Spain and Iran foreign ministers met last month in Tehran. / Picture: IRNA.
Celia Maza de Pablo. London.
Is Spain about to restart its friendship with Iran? The Spanish Foreign Minister Jose Manuel Garcia-Margallo met his counterpart Mohammad Javad Zarif on march 2nd in Tehran, in the wake of the Islamic Republic striking a historic agreement with the US last November. It accepted strict constraints on its nuclear programme in exchange for partial relief from sanctions imposed in 2012.
Before the sanctions, Spain was the Europe’s largest importer of Iran´s oil: 196,000 barrels a day, just over 14% of total Spanish imports. Both countries have missed each other during the last two years. They have much to catch up on, mutual cooperation in areas from trade to diplomacy. García-Margallo called for Iran´s support for Spain´s candidacy for non-permanent membership of the UN Security Council.
In 2012, Iran was Spain’s second-biggest source of oil: of almost 51.9 million tonnes of oil imports, Iran’s share (14.7 per cent) was behind only Russia (8.3 million tonnes, 16%) and ahead of Saudi Arabia (7.2 million tonnes,14%) and Nigeria (7.1 million tonnes, 13.6%.)

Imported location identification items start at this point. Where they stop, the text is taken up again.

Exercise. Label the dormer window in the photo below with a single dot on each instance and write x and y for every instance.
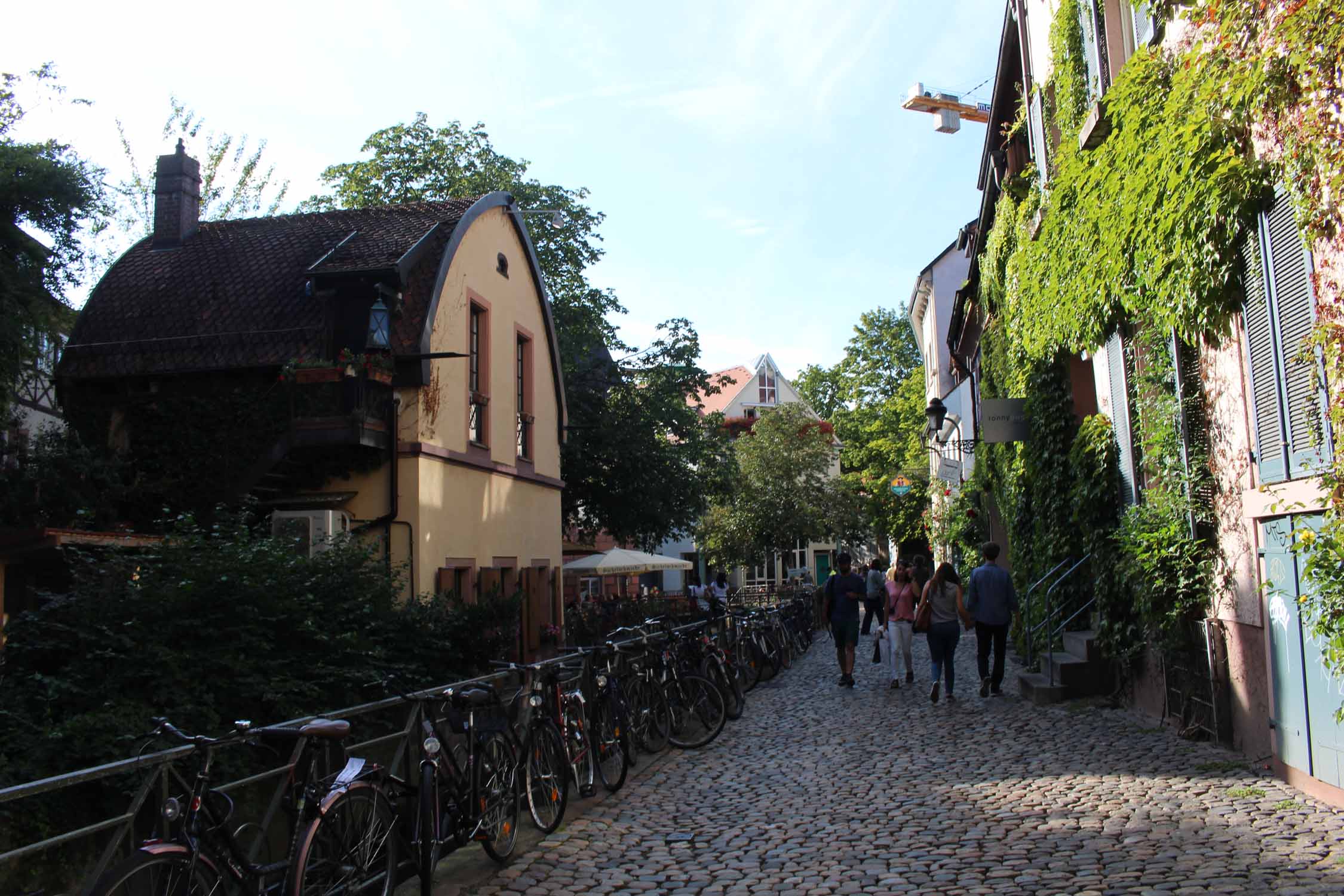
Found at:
(765, 386)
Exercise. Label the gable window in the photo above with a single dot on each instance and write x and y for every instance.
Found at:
(765, 386)
(1287, 386)
(477, 376)
(522, 394)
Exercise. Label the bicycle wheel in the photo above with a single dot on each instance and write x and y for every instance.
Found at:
(608, 745)
(428, 829)
(698, 714)
(745, 664)
(159, 875)
(649, 705)
(733, 699)
(350, 848)
(547, 778)
(496, 789)
(579, 748)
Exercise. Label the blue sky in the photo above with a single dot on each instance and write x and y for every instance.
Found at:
(759, 174)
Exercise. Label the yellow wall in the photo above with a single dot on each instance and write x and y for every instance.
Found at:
(513, 300)
(458, 511)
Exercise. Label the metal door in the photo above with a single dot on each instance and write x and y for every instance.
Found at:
(1285, 640)
(1324, 692)
(823, 567)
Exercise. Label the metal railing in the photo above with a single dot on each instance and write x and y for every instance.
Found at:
(1054, 633)
(1026, 610)
(159, 775)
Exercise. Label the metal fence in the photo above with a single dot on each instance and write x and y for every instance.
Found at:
(74, 860)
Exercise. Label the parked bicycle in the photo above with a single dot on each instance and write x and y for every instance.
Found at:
(343, 833)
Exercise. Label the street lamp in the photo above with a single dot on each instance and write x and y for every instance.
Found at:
(937, 414)
(379, 327)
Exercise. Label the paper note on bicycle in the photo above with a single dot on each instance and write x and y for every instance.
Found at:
(351, 771)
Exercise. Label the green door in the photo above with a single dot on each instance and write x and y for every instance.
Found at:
(1288, 682)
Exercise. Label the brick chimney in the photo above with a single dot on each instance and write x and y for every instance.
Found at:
(176, 199)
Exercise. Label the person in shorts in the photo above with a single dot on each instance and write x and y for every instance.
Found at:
(845, 597)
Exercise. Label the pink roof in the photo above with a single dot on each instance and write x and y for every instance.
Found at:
(729, 390)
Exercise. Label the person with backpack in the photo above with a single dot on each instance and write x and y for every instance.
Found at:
(945, 609)
(992, 601)
(843, 594)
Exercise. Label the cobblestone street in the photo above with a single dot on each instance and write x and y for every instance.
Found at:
(827, 790)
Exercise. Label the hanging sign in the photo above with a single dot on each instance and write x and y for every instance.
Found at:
(1003, 419)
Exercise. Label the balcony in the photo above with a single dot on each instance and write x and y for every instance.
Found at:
(332, 406)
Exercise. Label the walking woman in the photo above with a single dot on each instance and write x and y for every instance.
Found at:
(901, 617)
(944, 597)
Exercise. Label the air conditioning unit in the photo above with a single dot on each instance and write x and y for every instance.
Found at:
(309, 531)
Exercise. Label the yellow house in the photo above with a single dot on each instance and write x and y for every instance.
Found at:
(417, 354)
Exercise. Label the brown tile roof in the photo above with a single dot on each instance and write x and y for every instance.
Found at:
(234, 293)
(728, 390)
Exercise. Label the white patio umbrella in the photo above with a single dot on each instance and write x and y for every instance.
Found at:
(622, 562)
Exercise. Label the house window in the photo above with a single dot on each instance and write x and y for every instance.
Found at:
(522, 387)
(1291, 435)
(765, 385)
(477, 376)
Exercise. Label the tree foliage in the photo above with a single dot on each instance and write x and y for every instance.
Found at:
(639, 461)
(49, 188)
(785, 492)
(235, 179)
(875, 398)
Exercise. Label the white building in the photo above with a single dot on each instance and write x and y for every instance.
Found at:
(748, 391)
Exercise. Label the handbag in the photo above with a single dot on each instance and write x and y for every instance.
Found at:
(923, 617)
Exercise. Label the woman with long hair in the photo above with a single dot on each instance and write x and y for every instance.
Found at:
(901, 616)
(943, 594)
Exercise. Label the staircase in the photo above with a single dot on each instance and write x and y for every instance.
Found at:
(1078, 671)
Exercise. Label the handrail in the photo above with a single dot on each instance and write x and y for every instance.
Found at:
(1026, 598)
(1050, 636)
(158, 765)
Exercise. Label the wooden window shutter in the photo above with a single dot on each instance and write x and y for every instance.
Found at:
(1264, 370)
(1120, 417)
(1294, 316)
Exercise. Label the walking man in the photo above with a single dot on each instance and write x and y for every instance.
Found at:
(875, 589)
(992, 601)
(843, 593)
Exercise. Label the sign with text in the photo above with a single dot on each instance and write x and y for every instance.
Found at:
(1003, 419)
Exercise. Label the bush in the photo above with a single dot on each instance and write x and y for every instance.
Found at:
(214, 625)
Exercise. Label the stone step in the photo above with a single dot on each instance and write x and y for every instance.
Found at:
(1036, 688)
(1082, 644)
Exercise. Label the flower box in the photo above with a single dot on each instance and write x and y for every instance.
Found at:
(318, 374)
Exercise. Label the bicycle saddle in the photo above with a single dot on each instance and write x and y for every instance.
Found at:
(329, 729)
(472, 698)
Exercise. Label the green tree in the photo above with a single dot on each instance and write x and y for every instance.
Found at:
(785, 492)
(50, 190)
(875, 400)
(632, 432)
(235, 180)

The value of Spanish oil purchases from Iran ranged from 1.53 billion euros in 2007 to 4 billion euros in 2011. Oil dominated Iranian exports to Spain. Meanwhile Spanish exports to Iran amounted to 450 million euros, according to Reserves Corporation Strategic Oilfield Products (CORES). Machinery and other capital goods dominated, accounting for 58% of the total, 2008-12.
Because of the benefits to Madrid of the Islamic Republic´s geographical position in the oil trade, Spain has tried to develop its relations with Iran during the past two decades. That trend has dominated Madrid’s foreign policy approaches both under Socialist Party and now under the Popular Party. Relations have been persistently developed through high-ranking visits by both countries’ officials and the conclusion of political, economic and cultural agreements. However, regarding Iran’s nuclear programme, Madrid’s position has been determined by EU and US decisions.
if Spain re-opens relations with Iran at the same level of 2012, Saudi Arabia could penalise it by stopping projects
When the sanctions came into force, Spain -with an overall energy dependence of almost 80% (20 points above the European average)- had to find new suppliers. As a result, at the end of 2013, Mexico was Spain’s largest oil supplier (15% of the total), followed by Saudi Arabia (14.1%) and Russia (14%). The Mexican connection came at a time when Mexican firms were pushing hard for more business in Spain, as with Sigma’s buyout of Campofrío, the Del Valle family’s investment in Banco Popular and Fintech’s in Banco Sabadell.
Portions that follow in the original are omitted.